Wright testified that Clemmie had said she would get money or have her bill paid at Tardy
Furniture in return for her statement against Flowers. Clemmie’s sister, Mary Flemming,
testified that she was with Clemmie the morning of the murders and that Clemmie did not
go to Tardy Furniture to pay her bill that morning. Latarsha Blissett also testified that
Clemmie had told her that if she made a statement against Flowers, she would get money or
have her account at Tardy Furniture paid. Further, Blissett testified that investigators had
asked her if she knew Flowers’s shoe size and had implied that she would receive reward
money for providing a statement.
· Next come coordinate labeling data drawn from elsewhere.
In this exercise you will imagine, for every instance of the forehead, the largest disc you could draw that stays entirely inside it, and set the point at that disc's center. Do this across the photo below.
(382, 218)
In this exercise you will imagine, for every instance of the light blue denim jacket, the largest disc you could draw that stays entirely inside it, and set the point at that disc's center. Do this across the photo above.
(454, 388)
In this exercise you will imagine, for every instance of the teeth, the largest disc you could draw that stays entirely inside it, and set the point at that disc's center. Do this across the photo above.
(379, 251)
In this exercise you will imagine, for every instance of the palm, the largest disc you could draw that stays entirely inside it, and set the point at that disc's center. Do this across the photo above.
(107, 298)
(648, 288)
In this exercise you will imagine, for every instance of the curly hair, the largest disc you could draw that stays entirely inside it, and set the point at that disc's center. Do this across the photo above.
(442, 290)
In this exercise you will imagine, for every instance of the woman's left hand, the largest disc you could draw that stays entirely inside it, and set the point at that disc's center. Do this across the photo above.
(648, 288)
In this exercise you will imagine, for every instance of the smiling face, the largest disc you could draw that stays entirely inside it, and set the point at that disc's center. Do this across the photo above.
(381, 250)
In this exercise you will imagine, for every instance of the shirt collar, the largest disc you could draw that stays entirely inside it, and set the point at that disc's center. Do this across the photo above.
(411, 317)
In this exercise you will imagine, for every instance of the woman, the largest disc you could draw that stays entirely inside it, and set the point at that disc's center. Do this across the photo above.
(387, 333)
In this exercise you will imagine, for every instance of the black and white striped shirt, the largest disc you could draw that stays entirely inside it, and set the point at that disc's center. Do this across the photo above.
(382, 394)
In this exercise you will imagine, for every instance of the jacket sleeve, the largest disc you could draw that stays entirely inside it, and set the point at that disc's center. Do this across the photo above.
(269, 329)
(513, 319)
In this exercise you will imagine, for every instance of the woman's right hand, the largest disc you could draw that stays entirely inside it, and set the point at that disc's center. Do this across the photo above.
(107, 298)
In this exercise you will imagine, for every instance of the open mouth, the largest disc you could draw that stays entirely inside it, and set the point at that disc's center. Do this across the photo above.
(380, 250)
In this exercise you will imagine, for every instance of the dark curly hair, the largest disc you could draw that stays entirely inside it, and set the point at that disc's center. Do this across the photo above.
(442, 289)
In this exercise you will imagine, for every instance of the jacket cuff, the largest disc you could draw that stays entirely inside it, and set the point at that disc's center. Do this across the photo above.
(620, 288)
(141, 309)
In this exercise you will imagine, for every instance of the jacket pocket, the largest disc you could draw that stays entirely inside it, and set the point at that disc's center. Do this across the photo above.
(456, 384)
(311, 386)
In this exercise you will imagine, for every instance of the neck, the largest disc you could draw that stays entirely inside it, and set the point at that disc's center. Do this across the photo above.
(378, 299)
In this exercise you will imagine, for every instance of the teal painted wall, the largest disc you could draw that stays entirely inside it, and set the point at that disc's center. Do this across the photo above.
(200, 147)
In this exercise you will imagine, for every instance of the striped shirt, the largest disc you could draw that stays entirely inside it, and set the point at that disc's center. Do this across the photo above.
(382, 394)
Kittery Jones, Flowers’s cousin, also testified that
investigators had implied that he would receive reward money in return for providing a
statement linking Flowers to the murders.

On June 18, 2010, the jury returned a guilty verdict for all four murders. Following
the sentencing hearing, the jury sentenced Flowers to death. The jury found the following
aggravating circumstances beyond a reasonable doubt: (1) the defendant knowingly created
a great risk of death to many persons; (2) the capital offenses were committed while the
defendant was engaged in the commission of an armed robbery for pecuniary gain; and (3)
the capital offenses were committed for the purpose of avoiding or preventing lawful arrest
or effecting an escape from custody. Flowers filed a motion for judgment notwithstanding
the verdict (JNOV) or, in the alternative, for a new trial, which was denied. Flowers timely
filed a notice of appeal.

Outcome: Defend was tried six times and spent 26 years in prison before the charges against him were dropped.